Categories
Redundancy Unfair Dismissal

Unfair redundancy? Your options and the factors to consider

redundancy claims

Have you been unfairly made redundant?

Perhaps you have a sneaking suspicion that it was not really a genuine redundancy situation and the employer simply took the opportunity presented by the Covid 19 pandemic to get rid of you.

Or maybe the redundancy was genuine but you feel you were unfairly selected, that someone else should have been chosen and it would have made much more sense.

I have met many employees who have found, or find, themselves in this type of situation. The question arises: what can you do about it?

Unfair dismissal

The main cause of action will be a case for unfair dismissal on the grounds that

  1. It is a sham redundancy, not a genuine one or
  2. You have been unfairly selected.

If you can prove that your case falls into one of these categories you may well win your case for unfair dismissal. If you do the remedies open to you, at the discretion of the adjudication officer at the Workplace Relations Commission, will be

  1. Financial compensation
  2. Reinstatement (in your old job)
  3. Reengagement (in a new position in the company)

There is a problem, however. If you have been unfairly dismissed and you prove it was not a genuine redundancy it is almost certain that whatever redundancy payment will have to be offset against your financial loss, as calculated by the provisions of the Unfair Dismissals Act 1977.

This could mean, in effect, that you would be no better off by bringing such a claim. This will depend, however, on two things:

  1. How long you were unemployed after the termination
  2. How much of a redundancy payment you received

Examples

Let’s assume you have been paid €15,000 redundancy and you succeeded getting a new job within a month of being terminated from the old one.
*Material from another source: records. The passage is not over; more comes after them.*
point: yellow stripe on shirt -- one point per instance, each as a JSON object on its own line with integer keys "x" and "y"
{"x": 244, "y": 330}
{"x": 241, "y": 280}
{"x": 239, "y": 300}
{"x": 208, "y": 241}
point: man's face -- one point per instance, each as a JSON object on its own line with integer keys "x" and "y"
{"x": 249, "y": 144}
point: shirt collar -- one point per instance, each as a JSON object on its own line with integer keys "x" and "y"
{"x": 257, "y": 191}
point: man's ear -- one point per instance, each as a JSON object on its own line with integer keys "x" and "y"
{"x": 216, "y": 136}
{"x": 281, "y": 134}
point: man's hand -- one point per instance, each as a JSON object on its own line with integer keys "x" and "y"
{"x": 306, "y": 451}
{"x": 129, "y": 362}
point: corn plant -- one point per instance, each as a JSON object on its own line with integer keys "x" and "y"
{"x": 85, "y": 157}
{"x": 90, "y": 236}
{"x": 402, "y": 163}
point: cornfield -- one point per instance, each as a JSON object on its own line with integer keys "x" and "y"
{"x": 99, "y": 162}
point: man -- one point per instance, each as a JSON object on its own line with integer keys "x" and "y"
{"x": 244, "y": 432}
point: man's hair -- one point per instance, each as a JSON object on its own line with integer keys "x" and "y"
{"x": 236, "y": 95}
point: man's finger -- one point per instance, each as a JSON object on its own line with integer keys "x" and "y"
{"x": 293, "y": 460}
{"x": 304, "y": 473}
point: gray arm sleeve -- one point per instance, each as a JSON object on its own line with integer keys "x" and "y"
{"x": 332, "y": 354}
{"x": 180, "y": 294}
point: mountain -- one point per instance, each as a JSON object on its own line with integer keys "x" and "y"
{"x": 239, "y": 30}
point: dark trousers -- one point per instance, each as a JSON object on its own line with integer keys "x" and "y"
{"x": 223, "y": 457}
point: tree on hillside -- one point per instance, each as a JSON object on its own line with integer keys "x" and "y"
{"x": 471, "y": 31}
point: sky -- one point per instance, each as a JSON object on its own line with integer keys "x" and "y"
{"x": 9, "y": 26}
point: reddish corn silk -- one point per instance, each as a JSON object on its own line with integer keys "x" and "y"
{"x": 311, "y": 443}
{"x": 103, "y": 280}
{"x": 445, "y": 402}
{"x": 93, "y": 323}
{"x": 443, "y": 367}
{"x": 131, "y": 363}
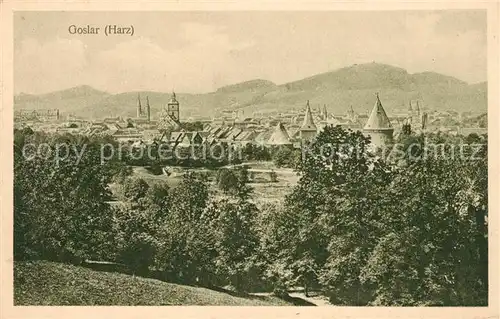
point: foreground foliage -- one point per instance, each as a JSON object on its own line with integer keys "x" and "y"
{"x": 364, "y": 230}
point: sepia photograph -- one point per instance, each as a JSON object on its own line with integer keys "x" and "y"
{"x": 250, "y": 158}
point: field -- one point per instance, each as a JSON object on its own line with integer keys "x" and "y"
{"x": 264, "y": 189}
{"x": 49, "y": 284}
Your financial loss in this situation will be only 1 month’s salary, therefore if you are successful with an unfair dismissal claim you will be looking at financial compensation of 1 month’s salary. Factor in legal fees for preparation for and representation at the WRC hearing and you may decide you are better off putting the whole thing behind you and moving on.

On the other hand you may have been paid only statutory redundancy, let’s say €10,000, and you have been unemployed for 9 months after the termination. In this case you will be better off if you are successful with an unfair dismissal claim and remember you could also win reinstatement or reengagement.
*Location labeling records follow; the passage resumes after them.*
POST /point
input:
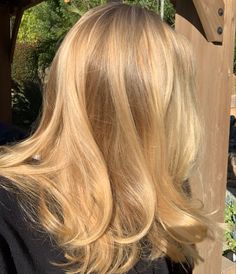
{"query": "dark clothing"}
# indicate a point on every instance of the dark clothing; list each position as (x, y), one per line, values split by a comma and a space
(27, 251)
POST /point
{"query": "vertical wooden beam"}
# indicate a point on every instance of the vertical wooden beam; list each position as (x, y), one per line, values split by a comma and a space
(214, 78)
(5, 66)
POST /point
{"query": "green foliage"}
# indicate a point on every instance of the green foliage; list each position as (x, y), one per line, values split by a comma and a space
(230, 220)
(25, 63)
(26, 103)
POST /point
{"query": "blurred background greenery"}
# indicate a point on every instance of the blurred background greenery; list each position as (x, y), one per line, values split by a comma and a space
(42, 29)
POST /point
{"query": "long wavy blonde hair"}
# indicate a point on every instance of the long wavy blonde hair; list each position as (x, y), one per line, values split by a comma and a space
(119, 135)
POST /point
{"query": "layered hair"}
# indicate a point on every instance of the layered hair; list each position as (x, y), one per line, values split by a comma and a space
(119, 136)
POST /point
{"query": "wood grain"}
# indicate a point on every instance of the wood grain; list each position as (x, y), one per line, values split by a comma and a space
(214, 79)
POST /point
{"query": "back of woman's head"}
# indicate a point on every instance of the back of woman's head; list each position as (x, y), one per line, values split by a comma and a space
(119, 136)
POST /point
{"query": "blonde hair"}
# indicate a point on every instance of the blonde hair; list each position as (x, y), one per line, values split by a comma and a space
(119, 135)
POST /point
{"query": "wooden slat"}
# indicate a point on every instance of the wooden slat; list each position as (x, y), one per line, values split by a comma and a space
(214, 71)
(209, 13)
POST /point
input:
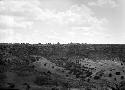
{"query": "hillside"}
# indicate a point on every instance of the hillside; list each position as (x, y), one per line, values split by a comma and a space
(63, 65)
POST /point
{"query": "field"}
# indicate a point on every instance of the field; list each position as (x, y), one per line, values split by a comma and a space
(62, 66)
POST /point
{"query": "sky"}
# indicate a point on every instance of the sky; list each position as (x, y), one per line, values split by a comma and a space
(64, 21)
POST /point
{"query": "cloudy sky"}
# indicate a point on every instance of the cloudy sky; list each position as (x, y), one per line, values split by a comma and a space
(64, 21)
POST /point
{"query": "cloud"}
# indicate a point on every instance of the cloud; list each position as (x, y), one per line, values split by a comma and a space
(26, 21)
(102, 3)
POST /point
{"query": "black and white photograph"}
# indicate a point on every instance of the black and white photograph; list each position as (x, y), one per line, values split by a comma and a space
(62, 44)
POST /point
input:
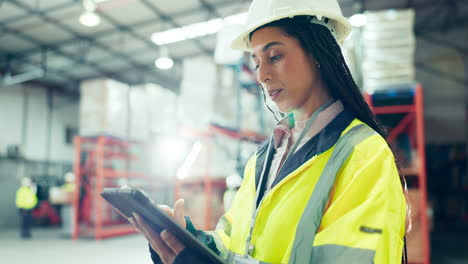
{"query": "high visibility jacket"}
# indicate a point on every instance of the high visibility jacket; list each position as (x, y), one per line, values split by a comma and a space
(25, 198)
(363, 217)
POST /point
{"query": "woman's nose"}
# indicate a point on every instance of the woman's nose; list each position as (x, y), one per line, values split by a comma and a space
(263, 73)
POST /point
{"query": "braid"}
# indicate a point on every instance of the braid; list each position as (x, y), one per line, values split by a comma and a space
(317, 40)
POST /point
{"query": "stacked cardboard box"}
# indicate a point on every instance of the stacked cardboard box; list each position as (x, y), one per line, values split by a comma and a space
(104, 108)
(388, 49)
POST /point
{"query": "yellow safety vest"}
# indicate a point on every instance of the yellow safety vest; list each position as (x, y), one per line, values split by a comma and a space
(363, 222)
(25, 198)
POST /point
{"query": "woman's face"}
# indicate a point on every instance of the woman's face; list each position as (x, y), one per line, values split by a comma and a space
(289, 76)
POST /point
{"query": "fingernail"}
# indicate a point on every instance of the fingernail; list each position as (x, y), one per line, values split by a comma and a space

Other considerations which arise will be whether you believe the relationship between you and the old employer is totally ruptured and damaged, or would it be convenient for you to get your old job back, or an alternative position.
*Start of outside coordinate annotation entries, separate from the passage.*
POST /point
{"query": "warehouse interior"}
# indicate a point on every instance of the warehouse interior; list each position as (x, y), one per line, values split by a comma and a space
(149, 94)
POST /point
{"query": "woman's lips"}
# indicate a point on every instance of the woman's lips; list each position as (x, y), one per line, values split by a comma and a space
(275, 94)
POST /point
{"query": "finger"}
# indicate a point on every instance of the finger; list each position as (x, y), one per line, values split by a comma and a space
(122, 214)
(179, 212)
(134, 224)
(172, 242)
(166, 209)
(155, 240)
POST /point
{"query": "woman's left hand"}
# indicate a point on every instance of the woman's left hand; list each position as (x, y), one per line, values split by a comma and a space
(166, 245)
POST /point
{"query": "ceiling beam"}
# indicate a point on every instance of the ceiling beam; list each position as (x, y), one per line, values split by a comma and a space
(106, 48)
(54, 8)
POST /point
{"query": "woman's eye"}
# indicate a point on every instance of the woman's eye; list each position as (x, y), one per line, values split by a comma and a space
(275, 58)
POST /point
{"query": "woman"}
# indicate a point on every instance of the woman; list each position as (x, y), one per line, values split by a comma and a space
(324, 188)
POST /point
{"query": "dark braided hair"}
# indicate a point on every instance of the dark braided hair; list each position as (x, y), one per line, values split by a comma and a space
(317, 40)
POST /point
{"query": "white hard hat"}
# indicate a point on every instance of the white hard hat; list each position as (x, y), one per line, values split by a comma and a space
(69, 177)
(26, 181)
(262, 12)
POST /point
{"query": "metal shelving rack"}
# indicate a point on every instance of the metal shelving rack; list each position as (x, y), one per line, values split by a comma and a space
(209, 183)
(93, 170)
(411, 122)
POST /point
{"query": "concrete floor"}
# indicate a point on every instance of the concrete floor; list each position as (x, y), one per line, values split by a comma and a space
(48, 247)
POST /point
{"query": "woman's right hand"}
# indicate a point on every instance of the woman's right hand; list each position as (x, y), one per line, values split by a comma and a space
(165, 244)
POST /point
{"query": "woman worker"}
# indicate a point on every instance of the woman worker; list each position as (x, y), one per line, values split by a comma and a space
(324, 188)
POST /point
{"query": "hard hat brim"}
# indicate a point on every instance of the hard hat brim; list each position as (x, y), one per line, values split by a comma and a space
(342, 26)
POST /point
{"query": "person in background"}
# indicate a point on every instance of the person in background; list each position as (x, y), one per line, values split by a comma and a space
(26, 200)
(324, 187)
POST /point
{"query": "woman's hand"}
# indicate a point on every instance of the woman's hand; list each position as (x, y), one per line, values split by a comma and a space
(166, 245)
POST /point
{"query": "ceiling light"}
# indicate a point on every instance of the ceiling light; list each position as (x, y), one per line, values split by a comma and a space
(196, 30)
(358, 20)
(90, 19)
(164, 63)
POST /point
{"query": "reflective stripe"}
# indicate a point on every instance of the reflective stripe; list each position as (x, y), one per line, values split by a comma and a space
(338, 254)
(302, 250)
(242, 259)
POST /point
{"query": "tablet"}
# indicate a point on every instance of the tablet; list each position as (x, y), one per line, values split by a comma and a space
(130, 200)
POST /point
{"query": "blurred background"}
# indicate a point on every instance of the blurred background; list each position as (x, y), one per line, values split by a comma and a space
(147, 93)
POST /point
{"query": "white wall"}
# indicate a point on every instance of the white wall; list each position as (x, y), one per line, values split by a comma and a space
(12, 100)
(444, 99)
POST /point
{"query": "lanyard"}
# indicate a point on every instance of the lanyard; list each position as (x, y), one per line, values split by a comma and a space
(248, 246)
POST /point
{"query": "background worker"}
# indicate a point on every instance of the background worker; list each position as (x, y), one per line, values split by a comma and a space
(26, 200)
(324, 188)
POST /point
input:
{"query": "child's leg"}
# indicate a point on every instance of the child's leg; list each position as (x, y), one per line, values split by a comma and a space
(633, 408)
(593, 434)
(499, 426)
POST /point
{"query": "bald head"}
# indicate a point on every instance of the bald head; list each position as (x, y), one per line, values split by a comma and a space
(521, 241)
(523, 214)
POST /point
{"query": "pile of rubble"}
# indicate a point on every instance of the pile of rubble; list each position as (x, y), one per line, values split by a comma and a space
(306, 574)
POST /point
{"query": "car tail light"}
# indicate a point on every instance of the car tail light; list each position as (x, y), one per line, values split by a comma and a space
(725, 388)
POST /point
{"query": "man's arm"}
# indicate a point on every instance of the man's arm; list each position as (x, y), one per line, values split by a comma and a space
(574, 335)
A further factor needs to be considered: did you sign a settlement/termination agreement? Because if you did, and you had the benefit of legal advice, you may have waived your rights to bring any claims against your former employer.

Conclusion

You will note that you need to give your situation serious thought and consideration and weigh up all the options, taking into account the issues raised above. You may have additional considerations and factor to consider as each case is unique.